William Fevre Petit Chablis 2005

May 22, 2007

img_2920.jpgFor a long time the different appellations of Chablis have been classified along geological lines. Chablis – including the Grand- and Premier Crus – was restricted to vineyards on Kimmeridgian marl while vineyards on the harder Portlandian limestone soils could only be classed for Petit Chablis. Several extensions of the classifications boundaries according to site and exposition instead of geological origins have resulted in the upgrade from Petit Chablis to Chablis and the appearance of new Premier Crus, leading to an ongoing debate on the definition of true Chablis. There is no doubt that more factors than soil alone are involved in the quality of the wines as there is no doubt about the differences in quality between the Chablis appellations. In respect to this Petit Chablis sits at the bottom of the hierarchy but because of its friendlier price it offers a good introduction to this wine-style for many people. The Fèvre Petit Chablis forms no exception on this rule. The nose is very fresh with dominant citrus and floral aromas. Zesty acidity displays the same freshness on the palate and a soft and buttery mouthfeel keeps it all in balance. Overall the wine lacks the real intensity and length to make it more than a pleasant drink but it’s definitely not bad for a Petit Chablis. 85 points.

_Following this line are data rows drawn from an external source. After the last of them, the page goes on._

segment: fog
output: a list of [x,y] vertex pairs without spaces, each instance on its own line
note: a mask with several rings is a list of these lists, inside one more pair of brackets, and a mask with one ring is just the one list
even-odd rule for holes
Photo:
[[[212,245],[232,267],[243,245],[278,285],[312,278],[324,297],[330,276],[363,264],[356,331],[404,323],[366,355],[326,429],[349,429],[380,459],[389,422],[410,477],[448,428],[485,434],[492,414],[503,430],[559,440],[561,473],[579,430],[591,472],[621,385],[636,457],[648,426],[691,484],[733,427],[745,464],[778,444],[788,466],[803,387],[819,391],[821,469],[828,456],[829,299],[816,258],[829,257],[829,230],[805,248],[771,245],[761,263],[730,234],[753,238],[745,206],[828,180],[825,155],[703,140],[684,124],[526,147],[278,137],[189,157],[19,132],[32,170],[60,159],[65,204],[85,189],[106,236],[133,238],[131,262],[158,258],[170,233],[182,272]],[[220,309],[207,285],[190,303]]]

Source: Negociants Australia  Price: $30 Drink: Now


William Fevre Chablis Fourchaume 2004

May 21, 2007

img_2916.jpgChardonnay is a versatile grape-variety that comes in different guises. It can be moulded very easily by for example the use of oak, lees stirring and malolactic fermentation and is highly adaptable to a wide range of climates and soils, all contributing to an enormous array of different wines. Oaked and buttery Chardonnays remain the benchmark in Australia but the more elegant ‘cool-climate’ examples are getting increasingly popular and are often referred to as ‘Chablis-like’. It is true that Chablis is more racy and mineraly than the fuller and more generous styles of the Côte d’Or. In reality it’s not that simple. Raciness, acidity and crispness alone would make mean wines, so good Chablis also needs enough ripe fruit to get the right balance. It is this precious equilibrium that makes good Chablis unique and so hard to imitate. The 2004 Fourchaume from William Fèvre is a perfect example of this style. Its delicate nose displays white flowers, lively fruit characters and a touch of vanilla. It is the palate that reveals the true Chablis though with zesty and mineral acidity running underneath a broad, fleshy and buttery surface. The intensity and concentration of the fruit combined with a finish that seems to go on forever make this wine good value white Burgundy compared with its Côte d’Or counterparts. 90 points.